PBT Function Example#

The following script produces the following results. For a population of 8 trials, the PBT learning rate schedule roughly matches the optimal learning rate schedule.

../../../_images/pbt_function_results.png
#!/usr/bin/env python

import argparse
import json
import os
import random
import tempfile

import numpy as np

import ray
from ray import train, tune
from ray.train import Checkpoint
from ray.tune.schedulers import PopulationBasedTraining


def pbt_function(config):
    """Toy PBT problem for benchmarking adaptive learning rate.

    The goal is to optimize this trainable's accuracy. The accuracy increases
    fastest at the optimal lr, which is a function of the current accuracy.

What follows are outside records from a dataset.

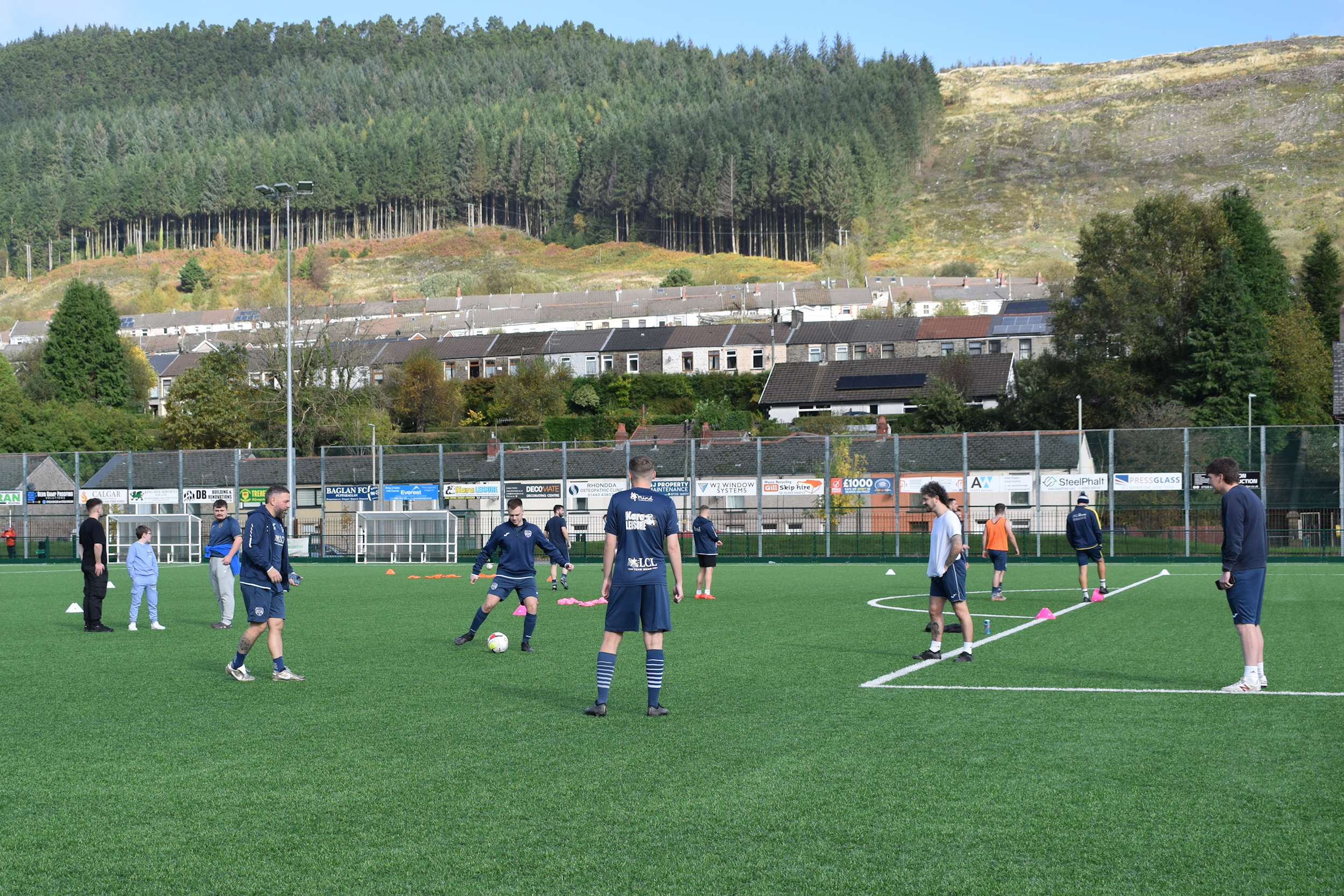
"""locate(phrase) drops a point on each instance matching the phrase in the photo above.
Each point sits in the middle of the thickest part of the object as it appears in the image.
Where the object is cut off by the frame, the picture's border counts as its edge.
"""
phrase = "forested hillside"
(113, 139)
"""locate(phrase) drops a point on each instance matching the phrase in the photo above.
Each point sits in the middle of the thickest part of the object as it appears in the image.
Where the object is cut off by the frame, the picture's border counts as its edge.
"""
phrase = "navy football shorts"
(1246, 596)
(1089, 555)
(633, 606)
(262, 604)
(952, 585)
(504, 585)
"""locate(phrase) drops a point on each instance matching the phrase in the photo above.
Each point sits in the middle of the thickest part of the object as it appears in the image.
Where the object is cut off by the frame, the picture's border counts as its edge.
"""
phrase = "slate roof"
(808, 383)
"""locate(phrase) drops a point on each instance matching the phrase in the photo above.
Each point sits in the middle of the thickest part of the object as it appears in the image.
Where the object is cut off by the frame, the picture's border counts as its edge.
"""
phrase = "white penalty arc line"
(1269, 693)
(882, 680)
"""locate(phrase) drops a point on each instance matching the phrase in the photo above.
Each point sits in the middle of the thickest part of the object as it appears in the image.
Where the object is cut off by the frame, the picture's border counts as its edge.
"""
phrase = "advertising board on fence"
(52, 496)
(472, 491)
(351, 492)
(1000, 481)
(208, 496)
(152, 496)
(791, 486)
(724, 488)
(1073, 483)
(533, 489)
(912, 484)
(1199, 481)
(1148, 481)
(861, 485)
(410, 492)
(106, 496)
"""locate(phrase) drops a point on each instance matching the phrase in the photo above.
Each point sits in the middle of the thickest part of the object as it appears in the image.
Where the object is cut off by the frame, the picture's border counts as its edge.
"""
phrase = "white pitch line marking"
(882, 680)
(1281, 693)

    The optimal lr schedule for this problem is the triangle wave as follows.
    Note that many lr schedules for real models also follow this shape:

     best lr
      ^
      |    /\
      |   /  \
      |  /    \
      | /      \
      ------------> accuracy

    In this problem, using PBT with a population of 2-4 is sufficient to
    roughly approximate this lr schedule. Higher population sizes will yield
    faster convergence. Training will not converge without PBT.
    """
    lr = config["lr"]
    checkpoint_interval = config.get("checkpoint_interval", 1)

    accuracy = 0.0  # end = 1000

    # NOTE: See below why step is initialized to 1
    step = 1
    checkpoint = train.get_checkpoint()
    if checkpoint:
        with checkpoint.as_directory() as checkpoint_dir:
            with open(os.path.join(checkpoint_dir, "checkpoint.json"), "r") as f:
                checkpoint_dict = json.load(f)

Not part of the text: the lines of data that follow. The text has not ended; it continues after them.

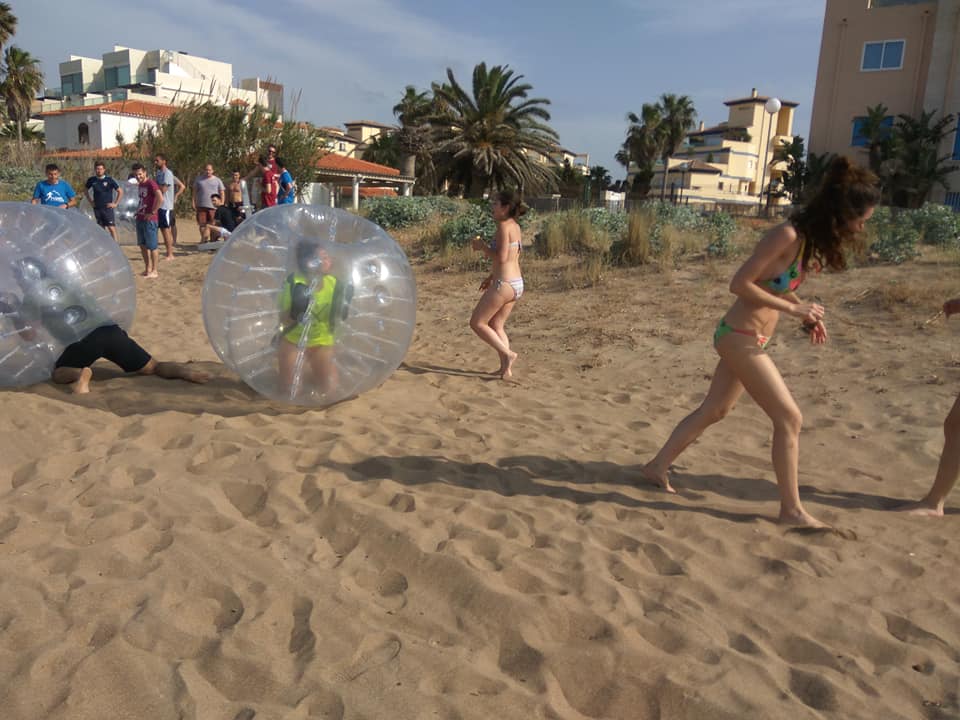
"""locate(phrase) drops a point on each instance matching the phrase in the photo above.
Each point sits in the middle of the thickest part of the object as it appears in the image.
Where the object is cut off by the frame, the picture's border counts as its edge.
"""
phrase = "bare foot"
(81, 386)
(507, 372)
(800, 518)
(650, 476)
(921, 509)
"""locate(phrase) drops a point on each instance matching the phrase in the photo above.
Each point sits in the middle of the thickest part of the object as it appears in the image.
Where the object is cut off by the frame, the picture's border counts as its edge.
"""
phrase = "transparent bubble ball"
(61, 277)
(310, 305)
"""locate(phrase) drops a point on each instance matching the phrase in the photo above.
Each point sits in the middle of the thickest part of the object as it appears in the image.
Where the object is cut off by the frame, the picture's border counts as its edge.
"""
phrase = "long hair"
(826, 222)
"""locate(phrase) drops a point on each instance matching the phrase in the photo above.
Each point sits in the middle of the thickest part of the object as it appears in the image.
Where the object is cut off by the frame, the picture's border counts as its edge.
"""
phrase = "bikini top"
(790, 279)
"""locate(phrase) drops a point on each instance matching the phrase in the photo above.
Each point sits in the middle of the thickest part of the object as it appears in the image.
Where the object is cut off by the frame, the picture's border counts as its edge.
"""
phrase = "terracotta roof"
(136, 108)
(760, 99)
(339, 163)
(113, 152)
(370, 123)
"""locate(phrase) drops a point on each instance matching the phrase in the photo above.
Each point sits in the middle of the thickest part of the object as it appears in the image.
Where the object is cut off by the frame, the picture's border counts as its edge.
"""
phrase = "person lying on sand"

        accuracy = checkpoint_dict["acc"]
        last_step = checkpoint_dict["step"]
        # Current step should be 1 more than the last checkpoint step
        step = last_step + 1

    # triangle wave:
    #  - start at 0.001 @ t=0,
    #  - peak at 0.01 @ t=midpoint,
    #  - end at 0.001 @ t=midpoint * 2,
    midpoint = 100  # lr starts decreasing after acc > midpoint
    q_tolerance = 3  # penalize exceeding lr by more than this multiple
    noise_level = 2  # add gaussian noise to the acc increase

    # Let `stop={"done": True}` in the configs below handle trial stopping
    while True:
        if accuracy < midpoint:
            optimal_lr = 0.01 * accuracy / midpoint
        else:
            optimal_lr = 0.01 - 0.01 * (accuracy - midpoint) / midpoint
        optimal_lr = min(0.01, max(0.001, optimal_lr))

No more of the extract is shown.